This works on turbos and it was done this way (waste gates). On supercharger aircraft you have a mechanic coupling (or fluid in case of the DB60X), where you have no dump valves in the proper places.

 

Or I don't quite understand what your father means...

[Guest deleted@134347]

could it be that your farther confused 2 different technologies? In lament's terms the turbo wastegate is part of the system that is used to build up and release excessive pressure from the exhaust gasses, with the main focus being the reduction of the initial spin-up lag of the compressor (i.e. at low engine rpm's the turbo rpms are low as well without the additional pressure system). But in general the turbo spin depends on the input exhaust gas pressure.

 

The supercharger, however, operates using a different principle and requires a direct drive between the engine's rotational part (crankshaft) and a compressor. In cars it's a belt driven transfer system. The challenge with superchargers (as you can see on vvs fighters going above 3k) is that with a direct drive there's no way to adjust the speed of the super charger, hence the vvs introduced a second gear to their SC for the high altitude flight, so the SC spins much faster and compresses whatever air is left near it at high altitude.

 

The Mercedes-Benz introduced a new way to rotate the compressor, which is via this hydraulic coupling, and without any involvement of exhaust gases. The idea is that it's no longer driven by the 'crankshaft' but by oil pressure pumped in to it. Because you can regulate oil pressure using the oil pump rotation you can therefore infinitely regulate the supercharger speed via this 'hydraulic' energy transfer.

 

There's no gas pressure anywhere in this system, other than the output compressed air.

 

You can read it up in this doc:

 

https://www.google.com/url?q=https://www.flightglobal.com/FlightPDFArchive/1942/1942%20-%200810.PDF&sa=U&ved=0ahUKEwianpb03bPeAhWQr1kKHR3ADokQFggUMAA&usg=AOvVaw0Jel4MYeK0aW3MyguYptk_

Edited November 1, 2018 by moosya

[[TWB]Sauerkraut-]

1 hour ago, moosya said:

 

There's no gas pressure anywhere in this system, other than the output compressed air.

 

 

Right, that's what he was referring to. He was talking about a dump valve between the supercharger and the intake manifold. He was NOT talking about anything to do with a turbocharger.

 

--------------------------------------------------------------------------------------------------------

 

High pressure air                    ---------------->                  Air is now at a lower pressure

from supercharger                                                      (Safe for engine to use)
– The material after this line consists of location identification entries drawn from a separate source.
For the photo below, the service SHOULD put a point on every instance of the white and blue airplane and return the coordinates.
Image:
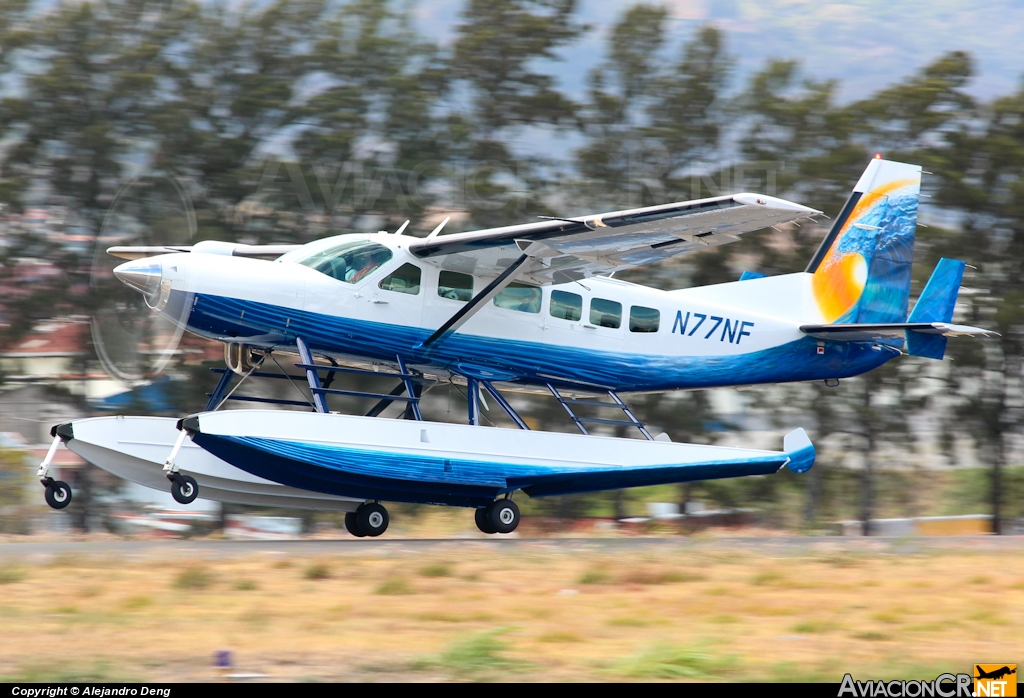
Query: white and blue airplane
(524, 307)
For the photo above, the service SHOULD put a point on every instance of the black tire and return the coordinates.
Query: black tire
(352, 524)
(57, 494)
(503, 516)
(481, 521)
(372, 519)
(184, 489)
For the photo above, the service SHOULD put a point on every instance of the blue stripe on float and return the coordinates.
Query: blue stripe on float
(445, 480)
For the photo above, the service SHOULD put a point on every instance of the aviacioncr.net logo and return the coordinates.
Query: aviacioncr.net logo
(943, 686)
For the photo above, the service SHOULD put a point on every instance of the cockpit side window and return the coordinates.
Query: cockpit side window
(455, 286)
(404, 279)
(349, 260)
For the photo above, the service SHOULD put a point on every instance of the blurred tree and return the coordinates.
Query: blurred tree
(500, 91)
(983, 175)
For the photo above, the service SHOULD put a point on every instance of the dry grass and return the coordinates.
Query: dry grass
(473, 612)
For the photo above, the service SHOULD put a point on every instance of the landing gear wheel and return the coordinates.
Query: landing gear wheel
(57, 494)
(184, 489)
(372, 519)
(481, 521)
(352, 524)
(503, 516)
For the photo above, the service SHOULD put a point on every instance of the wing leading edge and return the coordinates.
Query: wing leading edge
(566, 250)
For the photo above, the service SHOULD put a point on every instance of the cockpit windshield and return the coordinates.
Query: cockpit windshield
(347, 258)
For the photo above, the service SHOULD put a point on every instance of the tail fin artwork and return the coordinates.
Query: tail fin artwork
(928, 326)
(861, 271)
(935, 305)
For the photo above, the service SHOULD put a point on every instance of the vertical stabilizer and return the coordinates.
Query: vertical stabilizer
(861, 271)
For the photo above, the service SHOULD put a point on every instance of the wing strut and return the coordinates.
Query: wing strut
(477, 302)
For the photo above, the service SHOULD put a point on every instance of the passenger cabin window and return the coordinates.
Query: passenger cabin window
(455, 286)
(565, 305)
(644, 319)
(349, 259)
(404, 279)
(521, 297)
(605, 313)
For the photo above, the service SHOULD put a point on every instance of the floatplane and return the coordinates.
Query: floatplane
(530, 307)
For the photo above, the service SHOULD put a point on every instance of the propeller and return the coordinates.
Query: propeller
(132, 341)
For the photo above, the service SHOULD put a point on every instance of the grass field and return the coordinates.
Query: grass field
(467, 610)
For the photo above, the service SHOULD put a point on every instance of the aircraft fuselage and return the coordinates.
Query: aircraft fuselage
(599, 332)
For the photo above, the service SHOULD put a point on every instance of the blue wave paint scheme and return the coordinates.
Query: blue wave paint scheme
(219, 317)
(462, 482)
(887, 244)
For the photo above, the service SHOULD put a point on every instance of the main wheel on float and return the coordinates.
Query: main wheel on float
(352, 524)
(481, 521)
(184, 489)
(372, 519)
(57, 494)
(503, 516)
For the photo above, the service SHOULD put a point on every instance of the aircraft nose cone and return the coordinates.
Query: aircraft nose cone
(142, 275)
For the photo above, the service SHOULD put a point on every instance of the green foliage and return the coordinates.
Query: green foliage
(394, 586)
(595, 577)
(10, 574)
(670, 661)
(436, 570)
(317, 570)
(479, 656)
(194, 578)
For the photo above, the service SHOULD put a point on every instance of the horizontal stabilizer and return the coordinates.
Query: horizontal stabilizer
(800, 449)
(873, 332)
(939, 298)
(936, 305)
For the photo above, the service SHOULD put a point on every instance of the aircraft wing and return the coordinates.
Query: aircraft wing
(566, 250)
(208, 247)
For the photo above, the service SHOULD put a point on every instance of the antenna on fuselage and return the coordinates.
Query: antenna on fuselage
(439, 226)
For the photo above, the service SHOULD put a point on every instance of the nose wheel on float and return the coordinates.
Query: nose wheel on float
(371, 519)
(184, 489)
(57, 492)
(501, 516)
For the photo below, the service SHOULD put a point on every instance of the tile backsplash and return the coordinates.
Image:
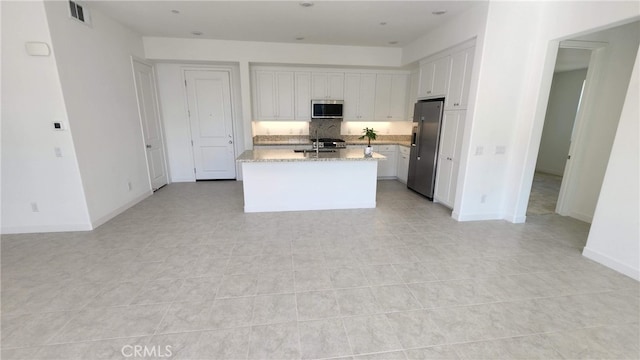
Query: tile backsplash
(329, 127)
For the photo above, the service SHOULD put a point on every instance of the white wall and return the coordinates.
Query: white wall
(268, 53)
(94, 64)
(465, 26)
(558, 122)
(614, 239)
(603, 106)
(31, 100)
(173, 104)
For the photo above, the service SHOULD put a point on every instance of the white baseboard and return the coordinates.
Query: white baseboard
(45, 228)
(582, 217)
(550, 171)
(611, 263)
(516, 219)
(183, 180)
(121, 209)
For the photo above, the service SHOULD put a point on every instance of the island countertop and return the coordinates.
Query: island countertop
(288, 155)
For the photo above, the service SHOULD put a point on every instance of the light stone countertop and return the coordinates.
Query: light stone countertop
(287, 155)
(350, 142)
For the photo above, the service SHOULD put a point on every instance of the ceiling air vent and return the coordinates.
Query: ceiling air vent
(79, 12)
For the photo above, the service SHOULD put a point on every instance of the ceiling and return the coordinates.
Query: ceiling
(359, 23)
(572, 59)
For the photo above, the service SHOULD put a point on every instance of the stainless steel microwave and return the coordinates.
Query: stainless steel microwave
(326, 109)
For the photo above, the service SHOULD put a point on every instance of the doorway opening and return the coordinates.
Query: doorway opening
(565, 98)
(612, 55)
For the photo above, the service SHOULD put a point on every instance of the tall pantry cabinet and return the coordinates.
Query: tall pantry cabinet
(448, 75)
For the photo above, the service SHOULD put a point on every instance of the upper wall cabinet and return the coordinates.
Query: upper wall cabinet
(274, 94)
(303, 95)
(459, 80)
(285, 93)
(433, 77)
(327, 85)
(359, 96)
(391, 97)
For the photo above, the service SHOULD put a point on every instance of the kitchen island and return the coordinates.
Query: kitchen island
(284, 180)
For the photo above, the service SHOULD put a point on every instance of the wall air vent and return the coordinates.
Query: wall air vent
(79, 12)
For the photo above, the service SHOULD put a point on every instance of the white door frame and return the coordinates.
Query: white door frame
(234, 81)
(135, 59)
(563, 206)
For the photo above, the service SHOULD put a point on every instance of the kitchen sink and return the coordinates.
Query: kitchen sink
(312, 151)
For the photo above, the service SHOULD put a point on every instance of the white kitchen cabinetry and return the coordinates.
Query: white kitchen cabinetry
(359, 96)
(449, 157)
(403, 163)
(327, 85)
(459, 80)
(274, 93)
(433, 77)
(387, 168)
(303, 95)
(391, 97)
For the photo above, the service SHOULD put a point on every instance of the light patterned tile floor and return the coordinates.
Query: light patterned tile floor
(186, 274)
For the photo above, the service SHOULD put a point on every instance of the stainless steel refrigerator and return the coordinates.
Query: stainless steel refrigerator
(425, 137)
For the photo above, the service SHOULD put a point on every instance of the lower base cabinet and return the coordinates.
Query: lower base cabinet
(403, 163)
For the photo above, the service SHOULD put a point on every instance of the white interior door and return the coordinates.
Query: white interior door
(211, 120)
(150, 119)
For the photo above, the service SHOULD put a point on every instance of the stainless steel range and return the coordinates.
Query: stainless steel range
(330, 143)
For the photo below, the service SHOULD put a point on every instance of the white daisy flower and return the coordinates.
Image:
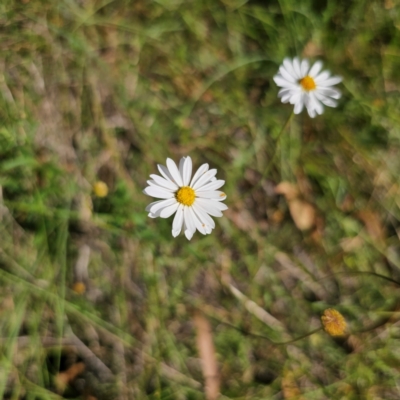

                                                 Dump valve       

-------------------------------------------------\    /  \----------------------------------------------

                                                         \        \        (Dump valve allows some air to leave, so the pressure on the right side of the valve will be lower than on the left side)

                                                           \         \

 

The problem with optimizing a supercharger at any given altitude is that below that altitude, you have to throttle the engine in order to prevent the supercharger from overboosting your engine.

The fluid coupling was Benz' solution to the problem, and it was a very innovative one, as the supercharger's RPM could be controlled independent of the engine's RPM to prevent overboosting.

 

As far as I can tell, the solution illustrated above would be a much simpler solution to the problem. You could still use a mechanical system with a fixed ratio, and you wouldn't have to worry about throttling the engine because  any excess pressure produced by your supercharger would be released at the pressure dump valve before reaching the intake manifold.

 

 

Edited November 1, 2018 by itsthatguy

[Guest deleted@83466]

I'm the least mechanically inclined guy in the world, and know next to nothing about engines, but hear me out

 

I don't see the advantage of using up power of the engine to run the supercharger at a given speed and then just dumping the excess boost potential overboard like that.   In the German solution, I gather that you aren't feeding the supercharger any more power than you need.  In your father's solution you are generating power that you don't need, or can't use because of engine limits, and then just throwing it away, so what is the advantage over just throttling down the engine, and not generating that excess boost potential in the first place?

 

But like I said, I know nothing of engines, and might very well not understand the concepts being discussed, so I probably should shut my trap...?

Edited November 1, 2018 by SeaSerpent

[Guest deleted@134347]

40 minutes ago, itsthatguy said:

 

Right, that's what he was referring to. He was talking about a dump valve between the supercharger and the intake manifold. He was NOT talking about anything to do with a turbocharger.

 

--------------------------------------------------------------------------------------------------------

 

High pressure air                    ---------------->                  Air is now at a lower pressure

from supercharger                                                      (Safe for engine to use)

                                                 Dump valve       

-------------------------------------------------\    /  \----------------------------------------------

                                                         \        \        (Dump valve allows some air to leave, so the pressure on the right side of the valve will be lower than on the left side)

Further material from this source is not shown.